For start-up ventures and locally oriented businesses, I provide advice on both immediate concerns and on long-term planning. The formation of and maintenance of legal structures for doing business — corporations, limited liability companies and other entities — are matters I handle regularly. In addition, government filings, licenses, and individually crafted shareholder or member agreements will also come into focus. My careful analysis of real estate leases, franchise documents, and other complex legal documents will contribute to the long-term growth of the enterprise by highlighting long-term obligations and enabling appropriate planning.

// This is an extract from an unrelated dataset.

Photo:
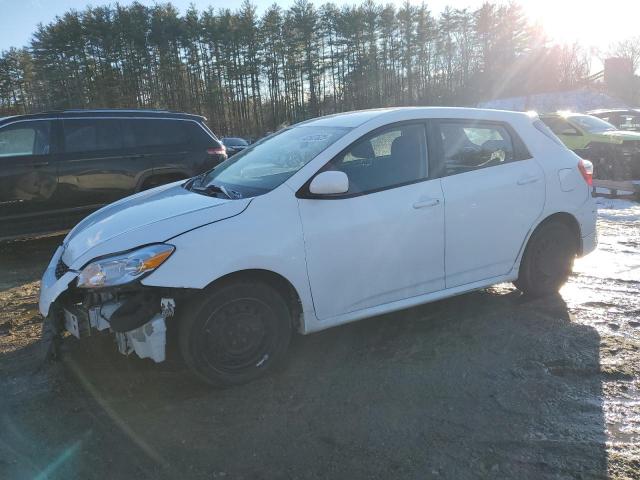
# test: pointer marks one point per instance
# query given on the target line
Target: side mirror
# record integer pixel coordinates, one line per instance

To further contribute to my clients’ growth, I will structure or negotiate financing arrangements, ranging from traditional-source loans to the use of equity and debt securities; explore and explain venture capital financings; and give advice regarding stock and asset acquisitions (sometimes involving mergers). I am well-versed in assisting management with reports to State and Federal regulatory agencies; my experience enables me to anticipate regulatory issues peculiar to each client, and assist in designing and implementing compliance programs.
For clients of all sizes, I will draw upon my 20-plus years of experience to negotiate and draft a broad array of agreements, including sale or purchase of a business, non-competition agreements, contracts between suppliers and customers, and intellectual property licenses. Issues affecting employee training, executive compensation, employment contracts, manufacturing, and franchising opportunities are also regular parts of my practice. Critical internal matters such as protection of Confidential Information will be addressed proactively, turning potential trouble spots into support for the bottom line.
As small clients grow and established clients’ needs become more complicated, I will suggest ways to implement effective corporate governance programs. These programs will be tailored (as only a solo practitioner can) to meet each individual client’s needs, addressing policy issues ranging from discrimination, privacy, and Internet-related matters, to sexual harassment and other issues. Governance advice can also relate to good “corporate citizenship” for those companies interested in participating in or contributing to community life; in this respect, my clients will benefit from my considerable experience with not-for-profit corporations.